Sadly, oftentimes when people get together in a group, they end up forming a tribe where everyone’s goal is to prove that they are better than everybody else in the group. The problem becomes compounded because what ends up happening is instead of de-biasing the individuals in the group the group causes people to become even more biased. If we’re all looking to be smart and right all the time we are just trying to have our prior beliefs affirmed.
This comes back to another important point around the importance of a growth mindset. We have to be able to adjust our long held beliefs and accept reality as it is. We may not always be right, but that’s a good thing. If we’re stuck in a fixed mindset and always trying to appear smart and appear to have all the answers we shut ourselves away from other opinions. Not one has all the answers and without other opinions we cannot expect to grow and learn.

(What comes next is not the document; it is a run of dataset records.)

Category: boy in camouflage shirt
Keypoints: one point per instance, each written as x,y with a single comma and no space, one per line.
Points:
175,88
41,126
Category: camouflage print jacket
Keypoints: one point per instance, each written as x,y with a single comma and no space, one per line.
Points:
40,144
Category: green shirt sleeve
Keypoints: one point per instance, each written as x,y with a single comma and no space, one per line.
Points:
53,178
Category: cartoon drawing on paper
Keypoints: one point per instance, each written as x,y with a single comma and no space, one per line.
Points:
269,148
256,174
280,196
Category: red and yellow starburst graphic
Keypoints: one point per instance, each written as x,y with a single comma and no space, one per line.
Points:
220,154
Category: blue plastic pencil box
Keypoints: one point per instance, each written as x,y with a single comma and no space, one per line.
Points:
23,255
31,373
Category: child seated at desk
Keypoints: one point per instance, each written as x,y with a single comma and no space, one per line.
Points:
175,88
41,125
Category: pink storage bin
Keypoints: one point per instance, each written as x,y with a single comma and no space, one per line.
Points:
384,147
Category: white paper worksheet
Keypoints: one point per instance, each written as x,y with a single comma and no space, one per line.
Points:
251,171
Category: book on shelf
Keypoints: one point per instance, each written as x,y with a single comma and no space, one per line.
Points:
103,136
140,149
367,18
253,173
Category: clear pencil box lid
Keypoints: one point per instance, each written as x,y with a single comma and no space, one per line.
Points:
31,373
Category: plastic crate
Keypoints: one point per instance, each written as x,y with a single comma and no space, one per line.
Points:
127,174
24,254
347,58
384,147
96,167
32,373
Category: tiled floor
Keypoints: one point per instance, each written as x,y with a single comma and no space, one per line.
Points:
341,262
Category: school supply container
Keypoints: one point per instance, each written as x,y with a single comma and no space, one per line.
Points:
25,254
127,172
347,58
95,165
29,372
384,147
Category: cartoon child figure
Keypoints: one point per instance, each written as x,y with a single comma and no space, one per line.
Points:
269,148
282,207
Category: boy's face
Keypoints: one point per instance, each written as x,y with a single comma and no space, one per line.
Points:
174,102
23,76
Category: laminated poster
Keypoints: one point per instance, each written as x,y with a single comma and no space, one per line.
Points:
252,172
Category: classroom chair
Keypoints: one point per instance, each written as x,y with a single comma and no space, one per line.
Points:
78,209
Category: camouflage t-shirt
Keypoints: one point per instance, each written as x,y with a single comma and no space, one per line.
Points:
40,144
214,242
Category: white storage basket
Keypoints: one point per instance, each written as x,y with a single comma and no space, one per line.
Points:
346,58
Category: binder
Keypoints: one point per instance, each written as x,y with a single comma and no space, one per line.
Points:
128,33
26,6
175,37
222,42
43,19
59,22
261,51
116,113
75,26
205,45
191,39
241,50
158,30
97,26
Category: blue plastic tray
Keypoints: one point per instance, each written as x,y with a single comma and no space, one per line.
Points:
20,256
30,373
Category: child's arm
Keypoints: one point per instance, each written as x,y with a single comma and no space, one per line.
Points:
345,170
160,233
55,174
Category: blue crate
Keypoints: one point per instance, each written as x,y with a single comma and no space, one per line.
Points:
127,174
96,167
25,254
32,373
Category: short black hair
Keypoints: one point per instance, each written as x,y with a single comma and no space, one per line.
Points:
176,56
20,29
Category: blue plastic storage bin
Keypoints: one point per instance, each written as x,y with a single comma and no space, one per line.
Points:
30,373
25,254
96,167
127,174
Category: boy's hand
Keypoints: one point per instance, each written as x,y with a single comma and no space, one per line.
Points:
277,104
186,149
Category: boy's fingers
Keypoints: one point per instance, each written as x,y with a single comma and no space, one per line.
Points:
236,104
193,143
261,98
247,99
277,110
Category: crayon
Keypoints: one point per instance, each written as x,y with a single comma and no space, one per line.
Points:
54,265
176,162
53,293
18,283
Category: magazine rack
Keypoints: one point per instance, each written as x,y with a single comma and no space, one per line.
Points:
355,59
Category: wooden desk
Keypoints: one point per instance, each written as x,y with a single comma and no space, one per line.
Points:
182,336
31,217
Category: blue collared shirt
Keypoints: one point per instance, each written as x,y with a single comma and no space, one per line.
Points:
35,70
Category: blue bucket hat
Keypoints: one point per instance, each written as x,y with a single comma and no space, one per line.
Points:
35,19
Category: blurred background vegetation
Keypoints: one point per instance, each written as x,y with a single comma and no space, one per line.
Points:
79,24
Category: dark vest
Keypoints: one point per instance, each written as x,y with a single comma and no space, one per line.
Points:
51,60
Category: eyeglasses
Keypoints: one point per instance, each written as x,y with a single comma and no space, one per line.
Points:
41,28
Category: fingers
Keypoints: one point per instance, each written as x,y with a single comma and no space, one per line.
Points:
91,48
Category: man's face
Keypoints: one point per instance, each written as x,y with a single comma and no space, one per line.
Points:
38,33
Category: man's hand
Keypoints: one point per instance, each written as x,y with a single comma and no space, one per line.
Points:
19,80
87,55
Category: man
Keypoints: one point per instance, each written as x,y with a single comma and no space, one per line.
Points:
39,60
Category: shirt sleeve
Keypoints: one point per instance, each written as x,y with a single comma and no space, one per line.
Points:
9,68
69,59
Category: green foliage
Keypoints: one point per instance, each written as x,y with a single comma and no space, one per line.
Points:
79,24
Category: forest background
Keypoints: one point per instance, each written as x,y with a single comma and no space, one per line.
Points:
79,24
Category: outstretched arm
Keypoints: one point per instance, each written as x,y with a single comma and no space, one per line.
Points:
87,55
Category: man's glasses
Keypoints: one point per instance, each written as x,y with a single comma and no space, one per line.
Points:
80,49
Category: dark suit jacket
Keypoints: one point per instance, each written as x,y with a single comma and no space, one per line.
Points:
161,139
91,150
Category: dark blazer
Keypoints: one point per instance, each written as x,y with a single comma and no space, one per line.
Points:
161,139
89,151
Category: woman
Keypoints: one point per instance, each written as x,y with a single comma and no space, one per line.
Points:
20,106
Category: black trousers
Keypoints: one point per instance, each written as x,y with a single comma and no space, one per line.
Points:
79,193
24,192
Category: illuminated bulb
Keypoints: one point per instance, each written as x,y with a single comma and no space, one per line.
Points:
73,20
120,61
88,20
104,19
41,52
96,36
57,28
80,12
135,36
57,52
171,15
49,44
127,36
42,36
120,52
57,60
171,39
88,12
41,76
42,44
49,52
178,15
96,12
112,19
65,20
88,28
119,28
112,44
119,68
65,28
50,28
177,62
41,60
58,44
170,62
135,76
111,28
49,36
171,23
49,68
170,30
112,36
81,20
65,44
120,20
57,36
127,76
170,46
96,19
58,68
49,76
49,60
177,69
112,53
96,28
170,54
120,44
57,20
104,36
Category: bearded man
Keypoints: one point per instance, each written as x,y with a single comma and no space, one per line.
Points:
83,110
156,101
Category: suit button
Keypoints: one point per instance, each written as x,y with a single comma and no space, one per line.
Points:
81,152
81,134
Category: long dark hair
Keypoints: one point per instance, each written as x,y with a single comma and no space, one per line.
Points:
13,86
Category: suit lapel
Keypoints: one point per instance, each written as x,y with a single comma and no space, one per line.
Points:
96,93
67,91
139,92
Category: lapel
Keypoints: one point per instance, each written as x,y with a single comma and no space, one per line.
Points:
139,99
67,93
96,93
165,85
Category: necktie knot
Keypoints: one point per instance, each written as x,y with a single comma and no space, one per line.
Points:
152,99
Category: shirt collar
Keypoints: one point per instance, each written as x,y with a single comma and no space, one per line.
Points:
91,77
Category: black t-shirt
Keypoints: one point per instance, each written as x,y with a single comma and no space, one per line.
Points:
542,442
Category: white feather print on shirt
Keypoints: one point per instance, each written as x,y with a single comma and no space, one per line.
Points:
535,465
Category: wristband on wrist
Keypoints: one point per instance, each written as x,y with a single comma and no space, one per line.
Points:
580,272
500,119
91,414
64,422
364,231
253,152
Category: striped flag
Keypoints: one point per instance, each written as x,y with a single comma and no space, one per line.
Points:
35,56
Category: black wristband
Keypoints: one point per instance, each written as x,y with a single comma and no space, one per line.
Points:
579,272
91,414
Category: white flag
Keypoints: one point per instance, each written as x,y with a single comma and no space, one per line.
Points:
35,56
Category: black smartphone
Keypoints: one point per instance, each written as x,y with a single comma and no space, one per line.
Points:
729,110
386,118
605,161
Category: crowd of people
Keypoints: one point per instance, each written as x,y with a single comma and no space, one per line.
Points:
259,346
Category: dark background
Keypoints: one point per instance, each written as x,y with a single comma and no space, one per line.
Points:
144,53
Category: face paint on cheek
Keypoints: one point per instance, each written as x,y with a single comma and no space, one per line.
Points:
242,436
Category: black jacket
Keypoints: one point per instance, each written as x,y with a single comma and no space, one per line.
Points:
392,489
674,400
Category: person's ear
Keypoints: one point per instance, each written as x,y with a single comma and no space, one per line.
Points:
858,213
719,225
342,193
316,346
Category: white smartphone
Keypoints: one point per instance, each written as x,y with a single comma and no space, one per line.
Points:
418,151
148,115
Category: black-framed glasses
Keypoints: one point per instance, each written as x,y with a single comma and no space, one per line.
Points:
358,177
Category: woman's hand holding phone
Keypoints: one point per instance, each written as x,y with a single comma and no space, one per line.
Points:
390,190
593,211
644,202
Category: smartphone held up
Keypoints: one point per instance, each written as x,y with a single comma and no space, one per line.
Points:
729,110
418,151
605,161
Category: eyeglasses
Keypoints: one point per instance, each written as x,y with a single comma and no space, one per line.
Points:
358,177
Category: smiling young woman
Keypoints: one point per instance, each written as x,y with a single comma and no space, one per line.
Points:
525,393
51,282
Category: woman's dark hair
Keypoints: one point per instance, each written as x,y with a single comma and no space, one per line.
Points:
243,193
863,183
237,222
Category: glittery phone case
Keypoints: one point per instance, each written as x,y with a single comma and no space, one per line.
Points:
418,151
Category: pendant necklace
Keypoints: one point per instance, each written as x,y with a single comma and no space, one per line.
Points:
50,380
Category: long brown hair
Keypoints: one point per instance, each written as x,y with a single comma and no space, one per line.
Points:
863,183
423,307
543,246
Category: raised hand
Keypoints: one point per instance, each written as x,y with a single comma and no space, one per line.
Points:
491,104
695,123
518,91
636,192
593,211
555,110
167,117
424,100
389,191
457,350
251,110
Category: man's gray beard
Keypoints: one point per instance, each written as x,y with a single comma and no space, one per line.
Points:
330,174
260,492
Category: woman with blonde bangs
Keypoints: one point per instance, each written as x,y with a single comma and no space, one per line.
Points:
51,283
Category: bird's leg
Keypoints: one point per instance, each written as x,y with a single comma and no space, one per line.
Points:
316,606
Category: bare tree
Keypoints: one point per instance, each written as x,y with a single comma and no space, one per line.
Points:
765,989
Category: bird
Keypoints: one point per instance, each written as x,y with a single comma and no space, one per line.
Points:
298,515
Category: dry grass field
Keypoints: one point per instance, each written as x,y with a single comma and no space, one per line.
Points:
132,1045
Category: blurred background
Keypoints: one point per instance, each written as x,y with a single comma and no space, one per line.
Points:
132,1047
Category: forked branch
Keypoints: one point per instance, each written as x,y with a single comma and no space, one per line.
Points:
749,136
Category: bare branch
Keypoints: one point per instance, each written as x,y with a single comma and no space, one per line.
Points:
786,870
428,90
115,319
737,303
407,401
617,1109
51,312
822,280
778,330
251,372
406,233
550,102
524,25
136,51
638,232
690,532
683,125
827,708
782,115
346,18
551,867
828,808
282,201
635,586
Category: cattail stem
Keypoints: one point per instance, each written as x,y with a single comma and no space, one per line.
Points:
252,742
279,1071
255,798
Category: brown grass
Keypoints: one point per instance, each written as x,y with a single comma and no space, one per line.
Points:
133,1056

It’s absolutely critical that your group share this mindset.
What we care about is not being right. What we care about is being accurate. So I’m agreeing that because my goal is accuracy, that I’m going to have to take some short-term pain sometimes. It means that sometimes I’m going to find out that something I believed is not actually accurate. Now, that’s okay, because my goal is accuracy. - Annie Duke on The Science of Success
It feels good to be right but that’s not where growth happens. In order to expand our horizons we need to be confronted with new information and points of view that may end up proving us wrong.
As Annie notes, this may be painful at first. However, in the end, being able to confront new truths we ultimately build up our knowledge base which will lead to us being right more often than we would have been prior.
So find yourself a group of people willing to commit to challenging one another in the right way. Committed to accuracy and helping one another find the truth based in nothing but facts and the sharing of perspectives, not pride and the desire to look smart.
Quarantine Yourself From Experience
The best way to ensure that you’re learning well from experience is to actually try to quarantine yourself from experience. - Annie Duke on The Science of Success
This may sound a bit strange but let’s explain.
When you have an outcome, good or bad, the quality of the outcome casts such a strong shadow over your ability to evaluate the decision quality it’s almost better to not have the outcome known at all.
We’re usually dealing with just a handful of outcomes, limited and biases data, and we’re trying to evaluate the decision making. We know the outcome quality and it casts a very big cognitive shadow and we want to try to get out from under that.
According to Annie, one somewhat uncomfortable exercise can help us get a sense of how good our decision making was without the bias of the outcome.
As much as possible, try to evaluate the decision prior to getting the outcome. Think about what the outcomes could be in advance. Think about what the probabilities of these outcomes are and actually write them down. Don’t be afraid to write down what you think the probabilities will be. Many people will try to avoid this by saying there’s just no way to know the probability of an outcome but give it your best shot.
For most things, you’re going to be guessing. It’s going to be a range. You’re going to be like “It’s somewhere between 30 and 55%”, and that doesn’t feel good to most people because it feels like a wrong answer. But it’s not. It’s better than not trying at all. Then, when you’ve made your guess, just like the “want to bet” question it causes you to try to seek out information to narrow that range. - Annie Duke on The Science of Success
Again, it’s all about resisting your knee jerk judgment of your decisions and letting the outcomes color your thought process.
Look, we’re all faced with decisions we have to make in the face of uncertainty. That’s part of what makes life so exhilarating.
Becoming a better decision maker is not something that happens overnight. It takes a lot of practice, searching, learning, and evaluation. Just as important as the desire to become a better decision maker is ensuring you’re evaluating yourself the right way and asking the right questions.